Each partner was then responsible for disseminating the call for volunteers and recruiting participants for the RAIS Consortium Experiment. The process was overseen by fellows at the Aristotle University of Thessaloniki and special care was given to a gender-balanced recruitment. In total, across both study rounds, we recruited 25 participants in Greece, 24 in Sweden, 12 in Cyprus, and 10 in Italy.
Throughout the duration of the study, all participants received weekly hand-drafted emails (with useful Fitbit tips!) encouraging them to continue contributing to the study and asking them to complete certain surveys.
We also adopted many monitoring processes to have a first look at statistics on compliance in real-time to encourage less engaged participants to contribute to the study.
Once the study’s nine weeks had passed, we had to, unfortunately, bid our participants goodbye.

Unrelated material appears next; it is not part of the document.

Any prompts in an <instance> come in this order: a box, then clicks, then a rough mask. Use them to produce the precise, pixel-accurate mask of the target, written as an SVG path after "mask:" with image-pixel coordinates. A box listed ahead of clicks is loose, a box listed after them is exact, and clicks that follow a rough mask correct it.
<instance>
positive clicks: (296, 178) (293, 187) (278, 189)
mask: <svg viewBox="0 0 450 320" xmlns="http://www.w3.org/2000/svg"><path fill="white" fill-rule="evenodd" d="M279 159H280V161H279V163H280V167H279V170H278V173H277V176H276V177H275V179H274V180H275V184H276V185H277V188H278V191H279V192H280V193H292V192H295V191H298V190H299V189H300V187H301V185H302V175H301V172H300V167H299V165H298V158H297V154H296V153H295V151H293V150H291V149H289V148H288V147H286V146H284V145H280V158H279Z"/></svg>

We asked them to complete their last surveys and share their data with us, again reminding them of the importance of data privacy and security for the RAIS Consortium and the scientific community. And we did hold true to our promise; a dedicated data anonymization team was working for months after the end of the user studies to verify the anonymity of the LifeSnaps dataset before publication.
A real-world use case
An indicative real-world use case of LifeSnaps is the mental healthcare sector. Finding out the trajectories of a patient's psychological traits often requires repeated verbal interactions. Traditional in-person interviews are not always preferable because of the economic burden on clinicians and patients. Additionally, self-reported questionnaires can be problematic as they are based on patient recollections and self-representation. These two tools can be combined and enriched with passively and objectively collected behavioral data. That's exactly what LifeSnaps is, and hopefully, it will facilitate research in the mental health domain, advancing prevention and treatment.